Sep 9 2020
Theoretically, lithium-sulfur batteries (LSBs) have a much greater charge density compared to lithium-ion batteries. Moreover, they are much more economical because of the abundance and affordable price of sulfur.
Scientists were able to observe how a certain type of electrolyte material can reduce the shuttling of polysulfide compounds (shown as yellow and blue chains) that impairs the battery’s performance. Image Credit: Wikipedia / Creative Commons.
In combination, these two factors show that LSBs could be a potential alternative to lithium-ion batteries. But in reality, two major problems have hampered LSBs—low energy efficiency and poor service life.
In a study published in Advanced Energy Materials, scientists from the Argonne National Laboratory of the U.S. Department of Energy (DOE), in collaboration with the National Research Foundation of Korea, have been reviewing how the potential of the sulfur host materials to draw charged particles towards it, or polarity, and its capability to transmit current, or conductivity, can be helpful to overcome these problems and lead to greater feasibility of long-life LSBs.
The lower service life of LSBs can be attributed to a process called “polysulfide shuttle.”
The shuttle is responsible for leaching material from the cathode of the battery. This removal of material degrades the cathode and results in a decreased life span for the battery.
Khalil Amine, Senior Materials Group Leader and Distinguished Fellow, Argonne National Laboratory
When sulfur and lithium react with each other, the polysulfide intermediaries formed at the time of the process tend to dissolve away from the cathode.

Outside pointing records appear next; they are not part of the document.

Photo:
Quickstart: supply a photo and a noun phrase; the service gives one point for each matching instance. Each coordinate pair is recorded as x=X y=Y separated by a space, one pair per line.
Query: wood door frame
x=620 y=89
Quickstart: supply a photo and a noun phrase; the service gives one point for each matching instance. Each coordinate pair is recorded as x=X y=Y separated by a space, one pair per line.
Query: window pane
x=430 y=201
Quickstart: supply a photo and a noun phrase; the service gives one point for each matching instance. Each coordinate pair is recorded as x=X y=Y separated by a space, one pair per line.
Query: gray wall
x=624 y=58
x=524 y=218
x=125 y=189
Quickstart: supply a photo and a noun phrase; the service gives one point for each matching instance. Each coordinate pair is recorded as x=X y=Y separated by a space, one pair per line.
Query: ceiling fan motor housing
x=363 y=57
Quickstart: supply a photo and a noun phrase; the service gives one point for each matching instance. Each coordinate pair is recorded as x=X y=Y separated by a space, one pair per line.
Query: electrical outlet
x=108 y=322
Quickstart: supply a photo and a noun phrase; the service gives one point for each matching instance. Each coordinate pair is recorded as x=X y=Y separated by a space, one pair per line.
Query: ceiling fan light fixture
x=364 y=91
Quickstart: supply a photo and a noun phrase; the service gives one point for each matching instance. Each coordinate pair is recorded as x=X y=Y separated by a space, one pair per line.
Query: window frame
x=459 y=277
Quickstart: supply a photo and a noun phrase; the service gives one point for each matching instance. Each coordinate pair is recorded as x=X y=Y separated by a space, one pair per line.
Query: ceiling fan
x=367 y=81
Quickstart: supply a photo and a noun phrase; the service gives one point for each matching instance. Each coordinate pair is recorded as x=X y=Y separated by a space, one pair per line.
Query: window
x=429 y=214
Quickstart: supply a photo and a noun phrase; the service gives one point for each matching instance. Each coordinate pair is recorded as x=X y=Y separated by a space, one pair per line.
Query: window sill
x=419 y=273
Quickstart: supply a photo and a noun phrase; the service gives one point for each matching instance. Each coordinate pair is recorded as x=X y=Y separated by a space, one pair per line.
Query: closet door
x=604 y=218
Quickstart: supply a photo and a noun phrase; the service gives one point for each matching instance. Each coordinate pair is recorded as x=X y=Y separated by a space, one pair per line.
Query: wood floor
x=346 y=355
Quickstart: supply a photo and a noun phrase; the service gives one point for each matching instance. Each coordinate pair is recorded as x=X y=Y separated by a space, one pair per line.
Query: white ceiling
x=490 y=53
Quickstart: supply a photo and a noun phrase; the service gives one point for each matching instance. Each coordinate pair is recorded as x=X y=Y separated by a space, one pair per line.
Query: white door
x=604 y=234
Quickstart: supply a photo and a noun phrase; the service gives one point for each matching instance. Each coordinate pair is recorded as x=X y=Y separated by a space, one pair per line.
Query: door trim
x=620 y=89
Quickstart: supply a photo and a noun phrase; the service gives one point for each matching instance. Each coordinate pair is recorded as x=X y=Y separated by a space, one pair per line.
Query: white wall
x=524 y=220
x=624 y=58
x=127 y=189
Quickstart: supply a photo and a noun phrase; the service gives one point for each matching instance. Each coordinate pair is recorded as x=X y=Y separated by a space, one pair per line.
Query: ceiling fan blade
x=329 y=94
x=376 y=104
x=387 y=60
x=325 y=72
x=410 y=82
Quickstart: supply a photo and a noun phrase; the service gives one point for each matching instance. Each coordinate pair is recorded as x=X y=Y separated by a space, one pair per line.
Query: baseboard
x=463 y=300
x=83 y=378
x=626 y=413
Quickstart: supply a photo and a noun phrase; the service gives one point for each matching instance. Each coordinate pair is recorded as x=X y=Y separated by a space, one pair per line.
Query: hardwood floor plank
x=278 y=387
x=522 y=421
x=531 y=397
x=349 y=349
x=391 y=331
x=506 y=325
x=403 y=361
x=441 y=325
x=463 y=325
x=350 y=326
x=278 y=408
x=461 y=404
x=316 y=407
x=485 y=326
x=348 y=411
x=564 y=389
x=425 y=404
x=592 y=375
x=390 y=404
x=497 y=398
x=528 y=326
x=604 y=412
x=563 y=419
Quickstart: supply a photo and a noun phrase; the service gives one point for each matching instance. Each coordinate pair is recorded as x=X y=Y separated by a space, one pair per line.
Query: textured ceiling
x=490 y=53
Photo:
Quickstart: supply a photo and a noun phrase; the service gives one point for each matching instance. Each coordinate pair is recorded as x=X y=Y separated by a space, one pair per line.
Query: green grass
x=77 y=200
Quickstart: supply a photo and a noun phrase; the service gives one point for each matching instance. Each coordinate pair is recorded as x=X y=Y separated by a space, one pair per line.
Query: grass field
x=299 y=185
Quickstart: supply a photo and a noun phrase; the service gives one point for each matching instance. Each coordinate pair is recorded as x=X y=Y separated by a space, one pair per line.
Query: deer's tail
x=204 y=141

In the case of LSBs, it is highly challenging to eliminate the sulfur material from the cathode due to the polysulfide shuttle, and the sulfur itself is extremely insulative, rendering it considerably less conductive.
It’s the combined issues of dissolution and lack of conductivity that present significant obstacles to the development of long-life LSBs.
Gui-Liang Xu, Assistant Chemist, Argonne National Laboratory
Previous studies in the field had demonstrated that the addition of carbon to the cathode structure can help overcome the conductivity problems. However, there is still a debate over what can be done to significantly enhance the performance of the LSBs—fixing the conductivity or the polarity of the cathode.
Amine and his colleagues endeavored to create two different cathode structures to deal with this problem. In one cathode, polar but nonconductive mesoporous silica was used, whereas, in the other one, conductive but nonpolar mesoporous carbon was used.
The two cathodes were designed to be exact replicas of one another apart from the use of either silica or carbon. This way, we could determine whether a more polar cathode or a more conductive cathode improved the longevity of the battery.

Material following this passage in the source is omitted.